O sonho da Série B, que parecia distante, tornou-se palpável. A temporada do Centenário (2013/14) foi coroada com a histórica promoção à Série B. Um primeiro turno avassalador, seguido por um momento de cansaço e a temida "síndrome de campeão", foi superado com uma vitória épica de virada contra o Cremonese, selando o acesso e a celebração de um século de história.
A primeira experiência na Série B (2014/15) foi de aprendizado, terminando em rebaixamento nos playouts, apesar de vitórias notáveis contra futuros promovidos à Série A e empates em estádios históricos. A lição foi dura, mas valiosa. A Entella, beneficiada pela readmissão em 2015/16 devido a irregularidades de outro clube, mostrou-se mais madura. A segunda temporada na Série B foi um sucesso, com a equipe terminando em 9º lugar, a apenas um ponto dos playoffs, e a base crescendo exponencialmente, atingindo 500 atletas e a Primavera chegando às Final Eight do Campeonato Italiano, solidificando o status de revelação do futebol juvenil italiano.
As temporadas seguintes trouxeram novos talentos, como a estreia de Nicolò Zaniolo na Série B pela Entella em 2016/17, um prenúncio de sua futura carreira internacional. A Primavera continuou a brilhar, alcançando uma histórica final da Coppa Italia Primavera contra a Roma, confirmando a força das categorias de base.
O ano de 2018/19 foi um dos mais emblemáticos. Após um limbo de incerteza sobre sua categoria, o Entella, sob o comando de Roberto Boscaglia, realizou uma corrida espetacular na Lega Pro, vencendo seis jogos consecutivos e jogando a cada três dias. A virada para a liderança e a dramática promoção de volta à Série B no último minuto da última rodada, com um gol de Mancosu, demonstram a resiliência e o espírito de luta do clube. Esse período também destacou a filosofia "empresarial" de Gozzi: investimento em estrutura, foco na base, organização eficiente e envolvimento da cidade.
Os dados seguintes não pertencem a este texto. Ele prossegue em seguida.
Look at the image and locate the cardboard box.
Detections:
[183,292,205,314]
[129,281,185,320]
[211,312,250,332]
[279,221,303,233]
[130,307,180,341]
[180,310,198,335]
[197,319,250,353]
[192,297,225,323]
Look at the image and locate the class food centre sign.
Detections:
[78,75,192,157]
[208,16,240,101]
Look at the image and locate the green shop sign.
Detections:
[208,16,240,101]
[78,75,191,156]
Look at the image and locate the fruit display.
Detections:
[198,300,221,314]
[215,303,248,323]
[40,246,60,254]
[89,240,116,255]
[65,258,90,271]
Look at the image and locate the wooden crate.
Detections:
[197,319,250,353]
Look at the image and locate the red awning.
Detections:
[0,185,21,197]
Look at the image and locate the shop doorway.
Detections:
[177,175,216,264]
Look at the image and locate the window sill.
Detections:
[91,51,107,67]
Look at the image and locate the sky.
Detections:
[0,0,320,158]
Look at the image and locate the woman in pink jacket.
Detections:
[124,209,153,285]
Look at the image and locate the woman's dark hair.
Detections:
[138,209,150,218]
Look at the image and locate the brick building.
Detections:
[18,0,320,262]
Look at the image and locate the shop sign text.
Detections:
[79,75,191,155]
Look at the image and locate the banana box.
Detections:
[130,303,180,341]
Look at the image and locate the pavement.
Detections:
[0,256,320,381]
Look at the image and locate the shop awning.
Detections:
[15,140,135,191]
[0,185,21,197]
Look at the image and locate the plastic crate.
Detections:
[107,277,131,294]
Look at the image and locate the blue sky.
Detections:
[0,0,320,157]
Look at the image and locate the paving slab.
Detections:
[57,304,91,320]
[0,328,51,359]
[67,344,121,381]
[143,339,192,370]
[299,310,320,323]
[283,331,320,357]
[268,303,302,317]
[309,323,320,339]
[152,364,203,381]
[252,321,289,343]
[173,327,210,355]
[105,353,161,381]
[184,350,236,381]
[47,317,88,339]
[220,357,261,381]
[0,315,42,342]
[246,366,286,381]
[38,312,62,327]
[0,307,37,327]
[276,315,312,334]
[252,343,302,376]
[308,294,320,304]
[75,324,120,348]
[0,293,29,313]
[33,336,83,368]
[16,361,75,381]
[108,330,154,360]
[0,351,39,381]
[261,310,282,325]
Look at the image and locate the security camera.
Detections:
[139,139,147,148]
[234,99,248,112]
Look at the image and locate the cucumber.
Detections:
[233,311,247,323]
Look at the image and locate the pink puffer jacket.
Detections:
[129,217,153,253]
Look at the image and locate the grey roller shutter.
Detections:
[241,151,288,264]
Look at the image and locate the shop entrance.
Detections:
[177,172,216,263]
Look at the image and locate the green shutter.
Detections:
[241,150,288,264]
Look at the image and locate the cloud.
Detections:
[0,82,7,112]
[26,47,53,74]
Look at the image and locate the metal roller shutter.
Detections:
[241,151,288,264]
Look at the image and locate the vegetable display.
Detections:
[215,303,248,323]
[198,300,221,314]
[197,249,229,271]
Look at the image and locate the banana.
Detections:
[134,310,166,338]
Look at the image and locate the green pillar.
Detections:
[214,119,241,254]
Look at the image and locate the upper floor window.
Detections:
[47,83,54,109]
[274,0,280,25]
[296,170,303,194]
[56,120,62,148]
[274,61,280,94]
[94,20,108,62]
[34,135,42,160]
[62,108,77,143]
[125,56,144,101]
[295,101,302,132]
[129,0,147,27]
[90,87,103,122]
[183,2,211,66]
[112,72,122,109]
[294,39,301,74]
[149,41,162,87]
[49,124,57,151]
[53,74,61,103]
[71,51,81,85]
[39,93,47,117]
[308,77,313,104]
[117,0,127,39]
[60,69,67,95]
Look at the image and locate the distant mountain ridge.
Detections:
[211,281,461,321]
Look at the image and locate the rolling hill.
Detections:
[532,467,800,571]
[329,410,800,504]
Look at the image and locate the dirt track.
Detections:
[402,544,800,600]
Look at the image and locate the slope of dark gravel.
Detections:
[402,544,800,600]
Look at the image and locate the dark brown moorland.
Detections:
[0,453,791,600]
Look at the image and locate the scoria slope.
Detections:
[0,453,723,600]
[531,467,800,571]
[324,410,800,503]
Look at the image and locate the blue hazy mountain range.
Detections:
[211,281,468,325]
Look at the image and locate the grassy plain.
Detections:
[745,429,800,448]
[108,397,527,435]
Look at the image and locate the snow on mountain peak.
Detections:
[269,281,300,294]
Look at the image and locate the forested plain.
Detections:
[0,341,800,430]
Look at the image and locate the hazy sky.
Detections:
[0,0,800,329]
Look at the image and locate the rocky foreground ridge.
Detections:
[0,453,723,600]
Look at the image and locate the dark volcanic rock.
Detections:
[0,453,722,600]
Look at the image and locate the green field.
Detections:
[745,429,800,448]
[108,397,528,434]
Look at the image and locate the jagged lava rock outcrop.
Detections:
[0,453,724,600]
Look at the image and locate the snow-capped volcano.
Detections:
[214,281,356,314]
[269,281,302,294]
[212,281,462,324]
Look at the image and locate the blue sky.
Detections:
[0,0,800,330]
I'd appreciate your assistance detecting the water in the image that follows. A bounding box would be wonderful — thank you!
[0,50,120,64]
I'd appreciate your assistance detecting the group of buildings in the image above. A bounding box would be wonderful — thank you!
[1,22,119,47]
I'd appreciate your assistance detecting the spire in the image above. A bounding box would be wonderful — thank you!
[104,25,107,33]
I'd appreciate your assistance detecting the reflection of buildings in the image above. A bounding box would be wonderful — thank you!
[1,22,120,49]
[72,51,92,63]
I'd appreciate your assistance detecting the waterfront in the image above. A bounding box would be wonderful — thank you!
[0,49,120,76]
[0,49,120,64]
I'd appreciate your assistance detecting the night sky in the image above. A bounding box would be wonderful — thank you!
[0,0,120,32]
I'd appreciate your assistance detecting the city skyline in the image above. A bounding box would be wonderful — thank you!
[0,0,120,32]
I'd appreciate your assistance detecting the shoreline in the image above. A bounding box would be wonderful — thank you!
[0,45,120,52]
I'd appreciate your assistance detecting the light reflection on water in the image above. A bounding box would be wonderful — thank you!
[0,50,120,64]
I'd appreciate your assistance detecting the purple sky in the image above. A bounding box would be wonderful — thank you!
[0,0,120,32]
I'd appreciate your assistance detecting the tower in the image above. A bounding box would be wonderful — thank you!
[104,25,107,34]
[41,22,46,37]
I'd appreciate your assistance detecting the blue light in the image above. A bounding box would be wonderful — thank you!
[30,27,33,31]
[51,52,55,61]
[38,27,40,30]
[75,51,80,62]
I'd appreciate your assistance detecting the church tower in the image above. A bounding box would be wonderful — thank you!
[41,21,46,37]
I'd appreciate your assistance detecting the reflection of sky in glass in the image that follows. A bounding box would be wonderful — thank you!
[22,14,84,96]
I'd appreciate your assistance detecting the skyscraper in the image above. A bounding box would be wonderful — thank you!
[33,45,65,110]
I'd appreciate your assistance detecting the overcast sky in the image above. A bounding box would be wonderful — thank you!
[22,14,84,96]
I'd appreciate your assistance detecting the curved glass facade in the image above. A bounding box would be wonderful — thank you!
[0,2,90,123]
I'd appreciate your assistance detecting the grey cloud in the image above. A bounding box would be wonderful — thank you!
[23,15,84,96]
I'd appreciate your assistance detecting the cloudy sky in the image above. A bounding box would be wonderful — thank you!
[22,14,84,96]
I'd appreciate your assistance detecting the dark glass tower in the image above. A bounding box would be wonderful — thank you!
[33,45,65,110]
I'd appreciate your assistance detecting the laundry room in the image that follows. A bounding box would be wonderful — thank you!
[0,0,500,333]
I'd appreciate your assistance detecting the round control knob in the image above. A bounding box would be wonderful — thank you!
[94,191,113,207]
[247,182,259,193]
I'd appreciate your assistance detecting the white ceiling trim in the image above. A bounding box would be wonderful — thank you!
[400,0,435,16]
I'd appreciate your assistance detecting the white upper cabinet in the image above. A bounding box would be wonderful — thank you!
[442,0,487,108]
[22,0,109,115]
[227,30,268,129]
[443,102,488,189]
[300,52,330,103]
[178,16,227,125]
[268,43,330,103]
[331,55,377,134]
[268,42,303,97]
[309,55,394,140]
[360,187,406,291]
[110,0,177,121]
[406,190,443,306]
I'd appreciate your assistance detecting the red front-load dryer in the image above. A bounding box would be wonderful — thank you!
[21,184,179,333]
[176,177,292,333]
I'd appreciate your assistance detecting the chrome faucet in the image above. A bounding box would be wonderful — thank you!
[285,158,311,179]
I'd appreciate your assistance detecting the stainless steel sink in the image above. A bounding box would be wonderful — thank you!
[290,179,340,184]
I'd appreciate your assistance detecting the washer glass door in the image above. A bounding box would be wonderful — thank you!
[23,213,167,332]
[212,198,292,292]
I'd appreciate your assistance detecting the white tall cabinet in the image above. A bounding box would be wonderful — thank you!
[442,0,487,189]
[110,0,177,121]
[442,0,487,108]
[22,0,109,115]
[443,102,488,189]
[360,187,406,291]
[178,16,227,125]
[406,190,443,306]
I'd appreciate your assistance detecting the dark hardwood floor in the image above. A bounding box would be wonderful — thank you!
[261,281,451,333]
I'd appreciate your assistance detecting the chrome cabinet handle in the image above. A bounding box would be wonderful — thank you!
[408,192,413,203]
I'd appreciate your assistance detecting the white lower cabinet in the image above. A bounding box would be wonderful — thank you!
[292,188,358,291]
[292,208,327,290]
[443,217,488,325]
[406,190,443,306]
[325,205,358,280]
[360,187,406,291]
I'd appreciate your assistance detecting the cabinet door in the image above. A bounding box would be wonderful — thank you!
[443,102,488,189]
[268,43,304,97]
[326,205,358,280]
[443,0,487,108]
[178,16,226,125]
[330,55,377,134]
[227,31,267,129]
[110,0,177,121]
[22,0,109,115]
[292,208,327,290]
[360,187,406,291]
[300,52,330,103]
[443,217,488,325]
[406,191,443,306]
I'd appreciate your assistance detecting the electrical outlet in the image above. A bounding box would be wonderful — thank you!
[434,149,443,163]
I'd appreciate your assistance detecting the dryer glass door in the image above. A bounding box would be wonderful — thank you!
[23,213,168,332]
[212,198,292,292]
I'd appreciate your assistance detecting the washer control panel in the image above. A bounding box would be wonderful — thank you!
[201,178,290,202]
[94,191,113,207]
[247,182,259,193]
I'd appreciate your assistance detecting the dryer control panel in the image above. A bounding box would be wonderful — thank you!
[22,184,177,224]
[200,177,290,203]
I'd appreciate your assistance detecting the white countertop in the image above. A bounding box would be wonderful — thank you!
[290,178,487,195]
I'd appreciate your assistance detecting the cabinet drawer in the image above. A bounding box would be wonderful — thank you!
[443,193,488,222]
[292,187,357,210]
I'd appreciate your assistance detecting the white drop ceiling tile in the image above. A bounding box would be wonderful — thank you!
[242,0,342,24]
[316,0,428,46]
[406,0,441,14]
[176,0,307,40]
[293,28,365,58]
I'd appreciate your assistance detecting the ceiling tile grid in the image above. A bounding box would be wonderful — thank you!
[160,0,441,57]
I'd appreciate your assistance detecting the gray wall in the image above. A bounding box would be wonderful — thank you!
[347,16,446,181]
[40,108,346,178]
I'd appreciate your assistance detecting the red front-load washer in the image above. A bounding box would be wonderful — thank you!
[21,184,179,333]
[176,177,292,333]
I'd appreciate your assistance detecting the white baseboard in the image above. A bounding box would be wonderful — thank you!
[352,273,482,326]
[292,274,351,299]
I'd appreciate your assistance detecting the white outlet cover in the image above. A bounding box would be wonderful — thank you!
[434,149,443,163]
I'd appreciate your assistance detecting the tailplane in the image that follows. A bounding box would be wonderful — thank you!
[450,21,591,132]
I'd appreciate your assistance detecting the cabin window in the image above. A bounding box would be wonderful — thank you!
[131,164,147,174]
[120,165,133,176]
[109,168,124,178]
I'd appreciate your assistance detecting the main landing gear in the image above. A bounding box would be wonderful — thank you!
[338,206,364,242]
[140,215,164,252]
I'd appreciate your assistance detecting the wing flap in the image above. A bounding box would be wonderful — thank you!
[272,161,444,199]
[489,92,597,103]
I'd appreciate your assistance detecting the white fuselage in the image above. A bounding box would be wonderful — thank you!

Os resultados foram além do campeonato: uma campanha histórica na Coppa Italia, eliminando o Genoa na Marassi em um jogo épico e alcançando as oitavas de final contra a Roma, além de títulos na base (Berretti e Supercopa) e a inédita vitória no campeonato de quarta categoria (para atletas com deficiência), reforçando o caráter inclusivo do "projeto Entella".
A temporada 2019/20, marcada pela interrupção do Coronavírus, viu o Entella na Série B começar de forma avassaladora, liderando o campeonato. Apesar de uma queda natural, a equipe se salvou matematicamente na penúltima rodada, com uma vitória crucial sobre o Empoli. A saída de Boscaglia e a chegada de Bruno Tedino marcaram um novo ciclo, mas a temporada 2020/21 foi desafiadora, culminando em um novo rebaixamento para a Série C. No entanto, a aposta em Gennaro Volpe, ícone do clube, como técnico principal, e a valorização de jovens da base, como Meazzi e Villa, sinalizaram um retorno às origens.
Nas temporadas 2021/22 e 2022/23, o Entella buscou a reconexão com a cidade e a volta à Série B. O time de Volpe demonstrou grande solidez em casa, batendo recordes de vitórias consecutivas na Série C. Campistas ofensivos como Merkaj e Schenetti brilharam. As campanhas nos playoffs foram marcadas por viradas emocionantes contra Gubbio e confrontos épicos com Foggia e Palermo, demonstrando a garra do time. Apesar de não conseguir o acesso direto ou via playoffs em 2022/23, com um recorde de 79 pontos na Série C e uma eliminação dramática contra o Pescara de Zeman, a Entella solidificou sua posição como um dos principais clubes da terceira divisão italiana, sempre com o olhar fixo no retorno à Série B e à promoção de novos talentos. A saga da Virtus Entella é uma prova de que a paixão e a resiliência podem superar qualquer adversidade no futebol.